People leave, but their imprint remains. A whisper in the mind, a feather, a stranger’s turn of phrase, a holiday tradition, a poem, a piece of lace, an old Valentine card, a farmer’s winter wool hat, a photograph imprinted in the mind more than on paper, a mother’s remembered stroke across a cheek, a bit of arthritis in your pinkie finger that reminds you of your grandmother’s crippled hands, the upper lip of your grandchild that matches that of your mother and all her siblings, a fountain pen with a gold nub, a feeling on a day when the wind, temperature, and humidity are just so, fireflies on a summer night, being alone when winter arrives, being alone when the crocuses come up in spring.
We carry people with us – both as blessings and as scars. As humans we can turn those blessings and scars into lessons. I am a student of my friends. All of the people I have mentioned are peace builders. Every single one. And they are all at peace with their lives and its end.

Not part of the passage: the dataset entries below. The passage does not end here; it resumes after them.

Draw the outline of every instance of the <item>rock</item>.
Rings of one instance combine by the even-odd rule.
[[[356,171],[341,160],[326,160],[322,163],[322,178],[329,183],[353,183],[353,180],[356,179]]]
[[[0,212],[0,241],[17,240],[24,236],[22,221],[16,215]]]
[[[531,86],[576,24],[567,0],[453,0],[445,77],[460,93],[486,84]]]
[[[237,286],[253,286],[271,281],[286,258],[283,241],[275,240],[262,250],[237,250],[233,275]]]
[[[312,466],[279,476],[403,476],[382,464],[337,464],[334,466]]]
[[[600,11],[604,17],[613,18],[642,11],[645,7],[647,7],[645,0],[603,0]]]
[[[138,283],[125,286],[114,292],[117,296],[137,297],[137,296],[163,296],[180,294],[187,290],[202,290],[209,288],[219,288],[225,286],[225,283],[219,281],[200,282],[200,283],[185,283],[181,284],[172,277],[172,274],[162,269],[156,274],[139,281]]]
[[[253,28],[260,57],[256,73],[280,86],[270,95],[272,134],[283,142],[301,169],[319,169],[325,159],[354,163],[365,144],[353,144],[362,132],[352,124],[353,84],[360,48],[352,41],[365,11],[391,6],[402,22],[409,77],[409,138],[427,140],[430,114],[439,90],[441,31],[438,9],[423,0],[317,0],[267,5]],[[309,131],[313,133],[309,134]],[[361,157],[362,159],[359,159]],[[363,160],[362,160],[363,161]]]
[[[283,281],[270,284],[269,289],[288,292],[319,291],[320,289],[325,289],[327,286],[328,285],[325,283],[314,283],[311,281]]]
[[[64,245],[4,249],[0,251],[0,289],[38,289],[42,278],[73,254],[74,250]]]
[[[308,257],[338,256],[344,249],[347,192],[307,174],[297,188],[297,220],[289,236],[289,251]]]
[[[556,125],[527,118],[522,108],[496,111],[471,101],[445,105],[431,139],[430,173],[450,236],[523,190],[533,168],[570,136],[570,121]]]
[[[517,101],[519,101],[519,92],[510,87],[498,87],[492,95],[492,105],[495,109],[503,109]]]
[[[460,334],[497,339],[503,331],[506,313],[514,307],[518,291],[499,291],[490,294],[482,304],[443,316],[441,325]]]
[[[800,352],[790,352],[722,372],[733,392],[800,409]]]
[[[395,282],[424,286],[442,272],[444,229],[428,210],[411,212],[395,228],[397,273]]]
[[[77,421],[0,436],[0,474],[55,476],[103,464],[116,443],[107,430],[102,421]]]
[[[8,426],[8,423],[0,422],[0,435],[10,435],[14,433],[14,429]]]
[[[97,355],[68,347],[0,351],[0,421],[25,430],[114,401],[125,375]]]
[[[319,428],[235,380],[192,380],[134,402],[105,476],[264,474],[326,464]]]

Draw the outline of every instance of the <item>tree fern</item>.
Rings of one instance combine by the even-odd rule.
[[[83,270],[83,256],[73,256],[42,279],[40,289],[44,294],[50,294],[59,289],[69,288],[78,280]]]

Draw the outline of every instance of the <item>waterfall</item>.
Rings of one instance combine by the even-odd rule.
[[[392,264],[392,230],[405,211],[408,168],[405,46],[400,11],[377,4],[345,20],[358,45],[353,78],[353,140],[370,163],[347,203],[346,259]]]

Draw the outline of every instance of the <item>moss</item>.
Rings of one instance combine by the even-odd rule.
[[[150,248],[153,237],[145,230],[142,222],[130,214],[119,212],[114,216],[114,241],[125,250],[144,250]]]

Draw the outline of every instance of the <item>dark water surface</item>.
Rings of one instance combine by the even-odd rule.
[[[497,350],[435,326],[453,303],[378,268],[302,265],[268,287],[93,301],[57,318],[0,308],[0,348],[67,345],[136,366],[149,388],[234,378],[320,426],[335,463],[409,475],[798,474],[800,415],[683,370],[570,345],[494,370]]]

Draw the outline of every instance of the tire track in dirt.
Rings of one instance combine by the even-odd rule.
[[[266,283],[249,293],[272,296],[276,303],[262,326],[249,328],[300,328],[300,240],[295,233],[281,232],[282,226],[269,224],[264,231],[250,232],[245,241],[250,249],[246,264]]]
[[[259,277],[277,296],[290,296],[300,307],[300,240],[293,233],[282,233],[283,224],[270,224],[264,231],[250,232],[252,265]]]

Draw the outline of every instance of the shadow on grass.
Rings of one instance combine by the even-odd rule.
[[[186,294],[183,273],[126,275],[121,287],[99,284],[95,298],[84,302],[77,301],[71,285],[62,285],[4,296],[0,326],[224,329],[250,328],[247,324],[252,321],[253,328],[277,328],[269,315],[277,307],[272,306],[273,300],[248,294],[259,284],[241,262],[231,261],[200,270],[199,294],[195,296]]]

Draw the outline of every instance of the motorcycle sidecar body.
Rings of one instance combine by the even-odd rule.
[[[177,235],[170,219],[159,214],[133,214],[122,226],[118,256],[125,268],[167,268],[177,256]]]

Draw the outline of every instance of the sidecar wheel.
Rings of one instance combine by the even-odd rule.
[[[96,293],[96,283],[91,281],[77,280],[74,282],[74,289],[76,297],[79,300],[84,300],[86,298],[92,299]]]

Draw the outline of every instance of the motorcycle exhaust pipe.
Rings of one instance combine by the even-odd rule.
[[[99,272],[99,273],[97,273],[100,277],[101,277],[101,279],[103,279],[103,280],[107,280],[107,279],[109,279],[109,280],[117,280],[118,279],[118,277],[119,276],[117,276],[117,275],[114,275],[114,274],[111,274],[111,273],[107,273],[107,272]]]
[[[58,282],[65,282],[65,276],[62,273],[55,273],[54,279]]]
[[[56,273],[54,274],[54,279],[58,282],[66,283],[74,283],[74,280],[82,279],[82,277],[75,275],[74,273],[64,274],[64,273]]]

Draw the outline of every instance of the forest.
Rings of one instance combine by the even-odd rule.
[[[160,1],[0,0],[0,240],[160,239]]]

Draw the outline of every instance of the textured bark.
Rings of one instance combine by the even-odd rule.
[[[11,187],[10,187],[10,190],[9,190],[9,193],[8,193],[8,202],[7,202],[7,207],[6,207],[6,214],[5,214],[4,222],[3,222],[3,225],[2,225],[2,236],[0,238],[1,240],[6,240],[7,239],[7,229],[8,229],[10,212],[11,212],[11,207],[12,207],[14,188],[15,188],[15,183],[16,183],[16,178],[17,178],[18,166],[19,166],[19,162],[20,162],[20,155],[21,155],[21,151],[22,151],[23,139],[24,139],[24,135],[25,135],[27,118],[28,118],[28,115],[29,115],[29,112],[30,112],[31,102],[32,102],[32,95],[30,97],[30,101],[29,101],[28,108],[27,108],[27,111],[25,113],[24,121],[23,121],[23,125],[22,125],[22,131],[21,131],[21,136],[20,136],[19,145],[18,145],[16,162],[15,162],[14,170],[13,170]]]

Is there a correlation between ease with dying and how you lived your life? Has it been full? Has it contributed? Did you live with integrity? Have you no apologies yet to say? Have you no angers yet to release? Did you dare? Did you fly? Have you been loved? Were you able to feel the love that was offered? Did you love? Were you nurtured by your loving?
Yesterday I bought two see-through black lace blouses. I don’t intend to die soon. I plan to make love, eat well, hug people every single day, care for my friends, play with them, create art, go to the theater, write an opera, and learn the capitals of every nation on the planet.
I plan to exercise, snuggle with my dog, swim, dance, finally learn decent (and indecent) French, eat chocolate and candied ginger, and listen to my women peers who have fallen in love for the umpteenth time. I plan to fall more and more in love with my grandchildren and their parents. I plan to be as transparent as the see-through blouses.
I will die, but that is all I will do for death – Edna St. Vincent Millay. (Quote courtesy of another friend and peer – an activist, healthy, beautiful.)